Besides the two stereotypical cutaneous granulomatous diseases, i.e. granuloma annulare and
necrobiosis lipoidica, the granulomatous reaction pattern in the skin can have several causes
and associations. It can be due to the deposition of foreign material, or to prolonged sun-light
exposure leading to actinic changes, such as the group of so-called elastolytic granulomata. It
can be observed in a large number of infectious diseases (TBC and non tuberculous
mycobacteriosis, leprosy, leishmaniasis, fungal infections). It can be related to systemic
conditions, such as sarcoidosis, Crohn’s disease, Rosai-Dorfman disease, haematological
disorders, immunologic disorders, and also to the use of certain drugs. On the other hand, it
is known also that a skin disease characterized by a peculiar granulomatous pattern at
histology, such as granuloma annulare, can show protean clinical manifestations.4
Infrequently, mycosis fungoides features a granulomatous pattern that overlaps the
histological characters of granuloma annulare. Only few subtle clues allow to make the
differential diagnosis between the two diseases, and sometimes the differentiation is almost
impossible and can only rely on molecular biology.5 Moreover, granuloma annulare-like
features can be observed in certain drug reactions, again with only subtle histological
differences.6 Finally, pathologists should be aware of the possibility that an apparently
innocent granulomatous reaction can hide a life-threatening condition, such as lymphoma. 7
All these observations underline the importance of the clinico-pathological correlations when
one is dealing with a granulomatous reaction in the skin, since histology alone could not be
sufficient and sometimes can also lead toward the wrong diagnosis.

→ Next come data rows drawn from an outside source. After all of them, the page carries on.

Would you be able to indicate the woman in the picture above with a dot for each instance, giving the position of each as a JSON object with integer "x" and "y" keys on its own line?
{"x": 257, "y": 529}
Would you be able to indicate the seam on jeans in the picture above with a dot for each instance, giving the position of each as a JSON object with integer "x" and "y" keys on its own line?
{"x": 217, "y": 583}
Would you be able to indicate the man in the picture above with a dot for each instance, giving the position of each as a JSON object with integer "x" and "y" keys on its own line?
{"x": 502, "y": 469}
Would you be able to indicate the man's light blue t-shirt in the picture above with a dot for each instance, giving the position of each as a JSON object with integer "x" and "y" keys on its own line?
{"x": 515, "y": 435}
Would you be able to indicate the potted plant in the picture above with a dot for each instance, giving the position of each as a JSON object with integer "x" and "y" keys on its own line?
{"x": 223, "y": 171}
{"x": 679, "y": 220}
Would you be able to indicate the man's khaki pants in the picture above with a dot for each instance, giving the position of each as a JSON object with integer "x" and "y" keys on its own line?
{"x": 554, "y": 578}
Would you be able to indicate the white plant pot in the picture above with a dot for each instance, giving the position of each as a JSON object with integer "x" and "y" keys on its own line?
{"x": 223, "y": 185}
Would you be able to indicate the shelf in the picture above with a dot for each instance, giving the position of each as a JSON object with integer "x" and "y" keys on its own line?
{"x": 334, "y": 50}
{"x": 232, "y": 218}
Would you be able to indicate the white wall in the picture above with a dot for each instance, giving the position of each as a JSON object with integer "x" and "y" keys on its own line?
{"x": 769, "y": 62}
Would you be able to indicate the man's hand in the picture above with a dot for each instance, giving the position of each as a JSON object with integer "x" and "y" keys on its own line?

1. Weedon D. Skin Pathology. 3rd Ed.
2. Mitra A, Pollock B, Gooi J, et al. Cutaneous granulomas associated with primary
immunodeficiency disorders. Br J Dermatol 2005; 153: 194-199.
3. Krupnick AI, Shim H, Phelps RG, et al. Cutaneous granulomas masquerading as
tuberculoid leprosy in a patient with congenital combined immunodeficiency. Mt Sinai
J Med 2001; 68: 326-330.
4. McKee PH, Calonje E, Granter SR. Pathology of the skin with clinical correlations.
Vol. 1. 3rd Ed.
5. Su LD, Kim YH, LeBoit PE, et al. Interstitial mycosis fungoides, a variant of mycosis
fungoides resembling granuloma annulare and inflammatory morphea. J Cutan Pathol
2002; 29: 135-141.
6. Magro CM, Crowson AN, Shapiro BL. The interstitial granulomatous drug reaction: a
distinctive clinical and pathological entity. J Cutan Pathol 1998; 25: 72-78.
7. Scarabello A, Leinweber B, Ardigò M, et al. Cutaneous lymphomas with prominent
granulomatous reaction: a potential pitfall in the histopathologic diagnosis of cutaneous
T- and B-cell lymphomas. Am J Surg Pathol 2002; 26: 1259-1268.